Applicant's summary and conclusion

Conclusions:

Interpretation of results: positive with metabolic activation in E.coli WP uvrA.
The mutagenic activity of the test substance is considered to be positive under the test conditions employed.

Executive summary:

The mutagenic activity of Carbonic acid, di(2-propenyl) ester, reaction products with 2,2'-oxybis-ethanol and 2,2-bis(hydroxymethyl)-l,3-propanediol was examined in the reverse mutation test by using bacterial strains that have two different patterns of mutation. One of the mutation is base-pair substitution of Salmonella typhimurium TA100, TA1535 and Escherichia coli WP2 uvrA, and another mutation is frameshift mutation of Salmonella typhuimurium TA98 and TA1537. The reverse mutation test was composed of the preliminary, main and confirmatory test in accordance with the test guideline applied, and the reproducibility of these test results was confirmed. The test was performed in pre-incubation methods in all bacterial strains in the presence and absence of metabolic activation. In this test, no statistical analysis was used to evaluate the test results. In the presence and absence of metabolic activation, the number of revertant colonies in each bacterial strain at all dose levels was compared with the negative control. The test substance was judged positive for the mutagenic activity when clear dose-related increase in the number of the revertant colonies and twofold or more increase in the number of the revertant colonies compared with the negative control was observed with reproducibility.

The results of the test are as follows :

1. The test substance increased the number of the revertant colonies twofold or more compared with the negative control in Escherichia coli WP2 uvrA in the presence of metabolic activation. Also, the dose-relativity was observed. And reproducibility of the test results was recognized.

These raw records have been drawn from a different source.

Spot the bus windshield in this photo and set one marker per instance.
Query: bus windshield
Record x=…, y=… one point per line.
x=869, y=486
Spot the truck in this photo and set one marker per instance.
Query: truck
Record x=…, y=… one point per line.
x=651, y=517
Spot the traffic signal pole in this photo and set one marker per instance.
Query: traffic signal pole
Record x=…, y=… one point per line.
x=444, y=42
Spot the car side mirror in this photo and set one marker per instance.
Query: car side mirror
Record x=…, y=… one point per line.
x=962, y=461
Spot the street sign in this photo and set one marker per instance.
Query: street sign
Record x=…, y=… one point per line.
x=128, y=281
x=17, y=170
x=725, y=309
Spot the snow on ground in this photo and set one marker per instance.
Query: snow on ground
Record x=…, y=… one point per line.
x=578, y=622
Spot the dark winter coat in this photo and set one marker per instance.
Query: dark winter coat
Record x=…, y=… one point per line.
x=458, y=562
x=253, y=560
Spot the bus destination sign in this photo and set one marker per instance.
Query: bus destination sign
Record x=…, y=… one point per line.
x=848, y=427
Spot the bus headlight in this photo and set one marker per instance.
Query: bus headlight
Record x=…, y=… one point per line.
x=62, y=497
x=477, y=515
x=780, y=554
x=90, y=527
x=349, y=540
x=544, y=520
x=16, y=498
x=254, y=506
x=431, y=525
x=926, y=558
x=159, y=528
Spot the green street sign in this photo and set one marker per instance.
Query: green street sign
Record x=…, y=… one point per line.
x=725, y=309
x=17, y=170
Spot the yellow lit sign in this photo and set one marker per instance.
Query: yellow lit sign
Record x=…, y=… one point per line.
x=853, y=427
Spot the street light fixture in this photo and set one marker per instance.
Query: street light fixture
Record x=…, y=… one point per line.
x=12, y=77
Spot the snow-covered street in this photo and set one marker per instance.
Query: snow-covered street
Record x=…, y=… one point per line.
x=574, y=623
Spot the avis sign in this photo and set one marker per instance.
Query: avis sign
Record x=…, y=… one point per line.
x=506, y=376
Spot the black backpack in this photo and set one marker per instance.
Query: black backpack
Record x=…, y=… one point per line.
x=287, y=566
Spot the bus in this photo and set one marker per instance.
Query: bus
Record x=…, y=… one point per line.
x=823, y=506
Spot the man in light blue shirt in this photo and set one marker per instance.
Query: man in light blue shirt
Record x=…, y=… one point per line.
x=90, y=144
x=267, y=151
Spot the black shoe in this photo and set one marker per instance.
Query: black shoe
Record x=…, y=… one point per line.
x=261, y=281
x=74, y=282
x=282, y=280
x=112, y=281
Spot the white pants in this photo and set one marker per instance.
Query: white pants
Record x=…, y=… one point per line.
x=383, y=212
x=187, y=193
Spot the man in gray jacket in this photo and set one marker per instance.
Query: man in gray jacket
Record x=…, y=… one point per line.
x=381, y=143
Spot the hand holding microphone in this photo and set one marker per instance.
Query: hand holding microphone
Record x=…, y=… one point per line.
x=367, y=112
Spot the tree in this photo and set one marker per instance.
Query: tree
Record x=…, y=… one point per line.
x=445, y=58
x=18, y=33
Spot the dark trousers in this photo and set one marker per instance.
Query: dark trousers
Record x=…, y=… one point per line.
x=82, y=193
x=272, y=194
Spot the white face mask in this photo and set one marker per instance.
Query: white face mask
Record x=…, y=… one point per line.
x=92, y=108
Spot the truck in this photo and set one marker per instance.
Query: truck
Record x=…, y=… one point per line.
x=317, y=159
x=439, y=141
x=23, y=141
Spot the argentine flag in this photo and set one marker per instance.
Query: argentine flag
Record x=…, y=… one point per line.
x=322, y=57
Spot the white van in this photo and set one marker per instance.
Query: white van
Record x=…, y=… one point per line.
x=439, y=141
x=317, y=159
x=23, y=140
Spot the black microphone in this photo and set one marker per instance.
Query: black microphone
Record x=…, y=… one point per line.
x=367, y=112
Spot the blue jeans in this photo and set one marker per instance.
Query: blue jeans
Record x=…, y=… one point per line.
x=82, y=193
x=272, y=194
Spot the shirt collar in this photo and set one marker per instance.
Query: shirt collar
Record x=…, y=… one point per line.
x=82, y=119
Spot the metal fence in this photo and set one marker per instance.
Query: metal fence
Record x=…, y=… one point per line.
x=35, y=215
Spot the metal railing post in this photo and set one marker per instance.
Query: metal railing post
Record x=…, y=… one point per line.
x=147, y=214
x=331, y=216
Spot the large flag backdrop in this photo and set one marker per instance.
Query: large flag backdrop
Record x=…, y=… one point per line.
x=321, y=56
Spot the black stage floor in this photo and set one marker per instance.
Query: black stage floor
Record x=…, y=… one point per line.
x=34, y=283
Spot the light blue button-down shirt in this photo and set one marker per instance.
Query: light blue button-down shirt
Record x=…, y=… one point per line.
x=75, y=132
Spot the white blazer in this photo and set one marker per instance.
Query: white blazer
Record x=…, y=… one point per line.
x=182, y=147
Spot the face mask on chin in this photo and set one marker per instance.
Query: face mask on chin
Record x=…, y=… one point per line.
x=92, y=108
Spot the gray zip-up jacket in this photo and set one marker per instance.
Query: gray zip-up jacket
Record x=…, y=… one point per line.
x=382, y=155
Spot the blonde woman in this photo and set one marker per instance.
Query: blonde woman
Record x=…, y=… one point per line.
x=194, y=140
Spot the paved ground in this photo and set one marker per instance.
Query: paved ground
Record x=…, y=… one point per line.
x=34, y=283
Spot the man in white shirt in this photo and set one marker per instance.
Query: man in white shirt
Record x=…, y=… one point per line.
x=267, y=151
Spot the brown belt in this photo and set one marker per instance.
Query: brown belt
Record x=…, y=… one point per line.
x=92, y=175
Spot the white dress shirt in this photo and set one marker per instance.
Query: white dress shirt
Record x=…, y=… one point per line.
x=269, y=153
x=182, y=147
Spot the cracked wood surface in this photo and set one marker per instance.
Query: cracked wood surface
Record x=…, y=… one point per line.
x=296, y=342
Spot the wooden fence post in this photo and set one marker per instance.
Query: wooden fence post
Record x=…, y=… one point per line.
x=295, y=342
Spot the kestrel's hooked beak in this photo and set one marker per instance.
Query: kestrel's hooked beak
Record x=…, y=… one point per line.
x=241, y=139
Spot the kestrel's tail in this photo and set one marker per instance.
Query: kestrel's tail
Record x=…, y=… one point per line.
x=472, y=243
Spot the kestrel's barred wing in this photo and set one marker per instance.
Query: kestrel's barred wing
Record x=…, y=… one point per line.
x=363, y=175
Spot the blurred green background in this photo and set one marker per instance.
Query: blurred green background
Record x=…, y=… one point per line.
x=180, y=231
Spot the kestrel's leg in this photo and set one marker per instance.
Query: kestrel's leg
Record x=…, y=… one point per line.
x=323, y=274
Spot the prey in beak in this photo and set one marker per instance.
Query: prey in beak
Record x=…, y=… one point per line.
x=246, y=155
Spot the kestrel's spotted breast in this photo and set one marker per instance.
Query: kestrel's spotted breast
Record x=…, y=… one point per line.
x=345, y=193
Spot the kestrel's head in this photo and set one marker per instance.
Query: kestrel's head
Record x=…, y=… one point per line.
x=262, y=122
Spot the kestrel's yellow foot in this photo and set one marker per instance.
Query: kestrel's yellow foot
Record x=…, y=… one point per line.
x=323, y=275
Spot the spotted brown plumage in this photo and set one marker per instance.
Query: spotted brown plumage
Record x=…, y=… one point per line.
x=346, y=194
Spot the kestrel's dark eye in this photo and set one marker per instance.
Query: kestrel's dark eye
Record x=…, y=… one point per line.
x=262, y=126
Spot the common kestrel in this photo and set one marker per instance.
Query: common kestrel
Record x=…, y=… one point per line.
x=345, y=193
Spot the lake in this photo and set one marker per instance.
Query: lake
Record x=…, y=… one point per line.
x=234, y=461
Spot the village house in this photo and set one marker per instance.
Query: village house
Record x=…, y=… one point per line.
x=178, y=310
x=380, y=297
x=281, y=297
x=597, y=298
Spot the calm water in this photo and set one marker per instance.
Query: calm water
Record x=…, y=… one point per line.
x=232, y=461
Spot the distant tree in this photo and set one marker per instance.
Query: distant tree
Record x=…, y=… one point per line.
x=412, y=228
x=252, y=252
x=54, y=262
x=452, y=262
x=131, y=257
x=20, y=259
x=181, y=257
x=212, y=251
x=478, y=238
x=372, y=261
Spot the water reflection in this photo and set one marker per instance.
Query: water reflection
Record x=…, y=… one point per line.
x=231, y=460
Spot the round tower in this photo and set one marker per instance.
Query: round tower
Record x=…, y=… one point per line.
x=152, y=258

2. The values of the negative controls and positive controls were appropriate in comparison with the historical data of our laboratory. Furthermore, all of the positive controls, such as 2-(2-furyl)-3-(5-nitro-2-furyl)acrylamide, sodium azide, 9-aminoacridine, benzo[a]pyrene and 2-aminoanthracene, increased the number of the revertant colonies twofold or more compared with the negative control in all bacterial strains, respectively. These results indicate that the test has been properly carried out.

3. From the foregoing results, it is concluded that the mutagenic activity of the test substance is judged positive under the test conditions employed.